XL
Una tarde (corría el catorce de diciembre) mientras Federico y yo regresábamos a La Badiola reconocimos a un hombre caminando por la calzada, era Giovanni di Scòrdio.
—¡Giovanni! —gritó mi hermano.
El anciano de detuvo. Nos acercamos.
—Buenas tardes, Giovanni. ¿Alguna novedad?
El anciano sonreía tímidamente, cohibido, casi como si le hubiéramos pillado en alguna falta.
—Venía —balbuceó—, venía… por mi ahijado.
Estaba muy azorado, parecía que quisiera pedir perdón por semejante atrevimiento.
—¿Quieres verlo? —le preguntó Federico en voz baja, como si le hiciera una proposición confidencial, pues había advertido el sentimiento dulce y triste que movía el corazón de aquel abuelo abandonado.

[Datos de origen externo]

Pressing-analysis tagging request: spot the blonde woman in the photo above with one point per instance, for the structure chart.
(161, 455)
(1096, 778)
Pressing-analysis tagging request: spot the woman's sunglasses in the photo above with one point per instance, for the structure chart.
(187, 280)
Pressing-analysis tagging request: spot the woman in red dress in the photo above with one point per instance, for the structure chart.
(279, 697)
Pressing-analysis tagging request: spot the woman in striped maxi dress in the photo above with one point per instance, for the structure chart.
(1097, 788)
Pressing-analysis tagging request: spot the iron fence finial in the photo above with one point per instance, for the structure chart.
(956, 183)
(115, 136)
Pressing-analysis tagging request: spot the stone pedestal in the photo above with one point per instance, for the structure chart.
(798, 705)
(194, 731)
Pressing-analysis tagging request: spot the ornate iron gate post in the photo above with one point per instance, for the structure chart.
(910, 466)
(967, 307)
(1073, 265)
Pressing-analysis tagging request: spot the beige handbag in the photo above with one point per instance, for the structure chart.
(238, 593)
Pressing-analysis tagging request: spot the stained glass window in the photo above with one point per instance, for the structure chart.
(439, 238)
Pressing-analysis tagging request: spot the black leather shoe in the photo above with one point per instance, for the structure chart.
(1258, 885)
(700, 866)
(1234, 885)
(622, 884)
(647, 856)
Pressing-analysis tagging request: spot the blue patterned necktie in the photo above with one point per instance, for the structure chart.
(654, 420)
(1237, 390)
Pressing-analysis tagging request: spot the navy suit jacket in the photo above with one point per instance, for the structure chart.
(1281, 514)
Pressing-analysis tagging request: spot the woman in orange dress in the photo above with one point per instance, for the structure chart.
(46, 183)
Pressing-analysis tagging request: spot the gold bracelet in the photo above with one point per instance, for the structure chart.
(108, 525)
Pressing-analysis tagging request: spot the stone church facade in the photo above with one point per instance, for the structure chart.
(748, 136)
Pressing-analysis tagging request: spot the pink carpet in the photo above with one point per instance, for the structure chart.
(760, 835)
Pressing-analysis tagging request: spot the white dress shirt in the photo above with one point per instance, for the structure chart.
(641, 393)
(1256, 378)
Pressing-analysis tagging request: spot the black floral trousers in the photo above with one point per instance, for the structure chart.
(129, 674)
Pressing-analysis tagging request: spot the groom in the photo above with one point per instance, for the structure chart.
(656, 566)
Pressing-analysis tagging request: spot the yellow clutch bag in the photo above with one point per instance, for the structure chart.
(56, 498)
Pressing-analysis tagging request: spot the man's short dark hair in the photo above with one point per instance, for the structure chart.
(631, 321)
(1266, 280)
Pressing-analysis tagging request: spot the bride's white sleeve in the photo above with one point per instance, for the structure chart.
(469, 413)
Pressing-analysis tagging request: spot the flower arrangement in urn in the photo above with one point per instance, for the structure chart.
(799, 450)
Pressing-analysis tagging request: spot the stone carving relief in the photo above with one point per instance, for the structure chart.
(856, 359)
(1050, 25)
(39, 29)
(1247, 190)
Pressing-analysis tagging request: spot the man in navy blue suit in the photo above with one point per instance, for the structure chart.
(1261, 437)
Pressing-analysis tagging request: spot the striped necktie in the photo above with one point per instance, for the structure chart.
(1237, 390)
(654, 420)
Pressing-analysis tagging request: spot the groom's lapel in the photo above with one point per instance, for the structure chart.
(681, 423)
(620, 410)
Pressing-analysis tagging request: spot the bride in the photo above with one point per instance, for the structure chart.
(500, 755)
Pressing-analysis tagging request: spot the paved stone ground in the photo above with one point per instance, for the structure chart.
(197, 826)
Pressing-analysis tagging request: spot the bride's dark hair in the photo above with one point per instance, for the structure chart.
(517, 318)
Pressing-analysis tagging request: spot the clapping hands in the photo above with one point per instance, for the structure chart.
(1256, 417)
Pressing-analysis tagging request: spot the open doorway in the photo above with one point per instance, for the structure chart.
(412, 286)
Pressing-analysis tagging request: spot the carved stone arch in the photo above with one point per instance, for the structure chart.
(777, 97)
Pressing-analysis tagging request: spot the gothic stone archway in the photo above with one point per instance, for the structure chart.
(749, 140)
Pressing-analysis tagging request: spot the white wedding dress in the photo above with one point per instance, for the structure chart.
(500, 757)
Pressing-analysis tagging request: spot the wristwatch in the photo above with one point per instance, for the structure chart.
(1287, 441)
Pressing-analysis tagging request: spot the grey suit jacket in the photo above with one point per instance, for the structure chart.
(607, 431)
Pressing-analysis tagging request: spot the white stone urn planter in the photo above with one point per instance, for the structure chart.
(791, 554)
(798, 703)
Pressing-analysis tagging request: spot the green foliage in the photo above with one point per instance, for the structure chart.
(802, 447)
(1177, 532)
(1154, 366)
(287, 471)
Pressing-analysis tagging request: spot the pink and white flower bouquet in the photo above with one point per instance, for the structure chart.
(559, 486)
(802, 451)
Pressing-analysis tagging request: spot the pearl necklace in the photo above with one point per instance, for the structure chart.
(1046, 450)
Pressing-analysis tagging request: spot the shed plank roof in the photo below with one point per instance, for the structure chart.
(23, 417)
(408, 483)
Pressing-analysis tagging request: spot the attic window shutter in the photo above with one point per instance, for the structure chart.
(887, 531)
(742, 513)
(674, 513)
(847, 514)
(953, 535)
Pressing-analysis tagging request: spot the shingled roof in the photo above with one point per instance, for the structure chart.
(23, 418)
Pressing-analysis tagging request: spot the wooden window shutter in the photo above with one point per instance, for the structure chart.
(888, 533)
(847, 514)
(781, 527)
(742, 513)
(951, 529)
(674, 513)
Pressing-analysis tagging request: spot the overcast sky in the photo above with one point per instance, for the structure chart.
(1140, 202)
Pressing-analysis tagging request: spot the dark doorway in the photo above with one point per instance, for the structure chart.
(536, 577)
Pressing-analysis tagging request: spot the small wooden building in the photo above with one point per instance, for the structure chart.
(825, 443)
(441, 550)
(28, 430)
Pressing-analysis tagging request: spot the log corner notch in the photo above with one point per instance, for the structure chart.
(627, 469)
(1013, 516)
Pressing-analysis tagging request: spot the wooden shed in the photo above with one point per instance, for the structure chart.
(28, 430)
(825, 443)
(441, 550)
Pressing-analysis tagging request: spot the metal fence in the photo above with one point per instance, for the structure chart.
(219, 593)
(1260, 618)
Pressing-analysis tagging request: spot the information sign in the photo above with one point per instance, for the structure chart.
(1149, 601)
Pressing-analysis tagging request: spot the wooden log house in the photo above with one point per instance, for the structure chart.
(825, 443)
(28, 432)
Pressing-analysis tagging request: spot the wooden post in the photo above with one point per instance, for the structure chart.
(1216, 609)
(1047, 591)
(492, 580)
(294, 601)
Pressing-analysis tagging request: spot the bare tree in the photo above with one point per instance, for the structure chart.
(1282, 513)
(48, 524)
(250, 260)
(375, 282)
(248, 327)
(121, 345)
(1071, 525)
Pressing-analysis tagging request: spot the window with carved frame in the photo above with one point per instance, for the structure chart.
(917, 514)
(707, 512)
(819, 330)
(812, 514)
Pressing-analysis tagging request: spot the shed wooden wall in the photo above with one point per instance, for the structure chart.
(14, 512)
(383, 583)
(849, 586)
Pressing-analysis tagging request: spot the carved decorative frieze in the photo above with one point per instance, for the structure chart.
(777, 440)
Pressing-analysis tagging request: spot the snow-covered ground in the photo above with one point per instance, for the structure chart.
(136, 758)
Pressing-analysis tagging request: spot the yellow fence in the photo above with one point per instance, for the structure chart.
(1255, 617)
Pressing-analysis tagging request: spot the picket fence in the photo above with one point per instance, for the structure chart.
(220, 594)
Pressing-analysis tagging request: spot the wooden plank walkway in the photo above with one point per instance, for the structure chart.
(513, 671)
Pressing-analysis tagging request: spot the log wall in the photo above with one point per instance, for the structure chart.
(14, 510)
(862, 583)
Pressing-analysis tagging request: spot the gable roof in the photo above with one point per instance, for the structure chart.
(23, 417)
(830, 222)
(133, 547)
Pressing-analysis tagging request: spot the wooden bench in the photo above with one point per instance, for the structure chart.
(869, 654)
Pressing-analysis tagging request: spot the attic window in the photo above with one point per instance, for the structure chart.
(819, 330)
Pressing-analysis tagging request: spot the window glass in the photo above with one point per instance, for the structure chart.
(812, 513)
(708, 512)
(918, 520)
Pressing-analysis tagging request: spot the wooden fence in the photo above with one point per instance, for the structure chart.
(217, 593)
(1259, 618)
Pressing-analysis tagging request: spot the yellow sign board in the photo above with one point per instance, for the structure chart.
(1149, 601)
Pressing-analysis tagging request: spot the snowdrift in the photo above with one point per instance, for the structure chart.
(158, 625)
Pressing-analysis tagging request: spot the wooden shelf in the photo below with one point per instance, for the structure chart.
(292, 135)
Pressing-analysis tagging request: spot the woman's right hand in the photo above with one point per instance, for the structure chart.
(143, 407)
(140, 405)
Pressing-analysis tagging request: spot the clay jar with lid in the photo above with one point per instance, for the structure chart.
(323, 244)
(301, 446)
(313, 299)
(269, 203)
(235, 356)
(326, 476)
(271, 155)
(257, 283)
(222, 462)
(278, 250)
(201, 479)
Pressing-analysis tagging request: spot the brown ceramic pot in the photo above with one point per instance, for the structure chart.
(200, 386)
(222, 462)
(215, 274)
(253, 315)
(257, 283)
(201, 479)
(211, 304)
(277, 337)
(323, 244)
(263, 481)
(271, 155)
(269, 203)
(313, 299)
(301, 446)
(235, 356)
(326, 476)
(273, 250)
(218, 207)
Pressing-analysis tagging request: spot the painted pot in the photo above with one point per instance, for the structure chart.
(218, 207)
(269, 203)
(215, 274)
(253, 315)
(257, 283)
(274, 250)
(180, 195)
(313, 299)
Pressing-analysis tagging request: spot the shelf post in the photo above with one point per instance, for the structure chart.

—No, no… Venía simplemente para interesarme…
—Así que no deseas verlo.
—No…, sí…, demasiada molestia quizá… a esta hora…
—Vamos —concluyó Federico, tomándole de la mano como a un chiquillo—. Ven a verlo.
Entramos. Subimos hasta la estancia de la nodriza.
Mi madre estaba allí. Sonrió con generosidad a Giovanni. Nos indicó que no hiciéramos ruido.
—Duerme —dijo.
Volviéndose hacia mí, añadió con inquietud:
—Esta tarde ha tosido un poco.
La noticia me turbó; y mi turbación fue tan evidente que mi madre, en la creencia de que me tranquilizaba, me dijo:
—Pero sólo un poco, ¿sabes? Nada por lo que preocuparse.
Federico y el anciano se habían acercado a la cuna y contemplaban al pequeño durmiente, a la luz de la lámpara. El anciano estaba inclinado. Y nada a su alrededor era tan candoroso como su canicie.
—Bésalo —le susurró Federico.
Él se incorporó, nos miró a mi madre y a mí, confuso. Se pasó una mano por la boca y luego por la barbilla donde la barba estaba mal rasurada.
Dijo en voz baja a mi hermano, con el que tenía más confianza:
—Si le doy un beso le pincharé. Seguro que se despierta.
Mi hermano, viendo que el pobre anciano desamparado ardía en deseos de besar al bebé, le animó con un gesto. Y entonces, aquella cabeza canosa se inclinó sobre la cuna muy despacio, muy despacio.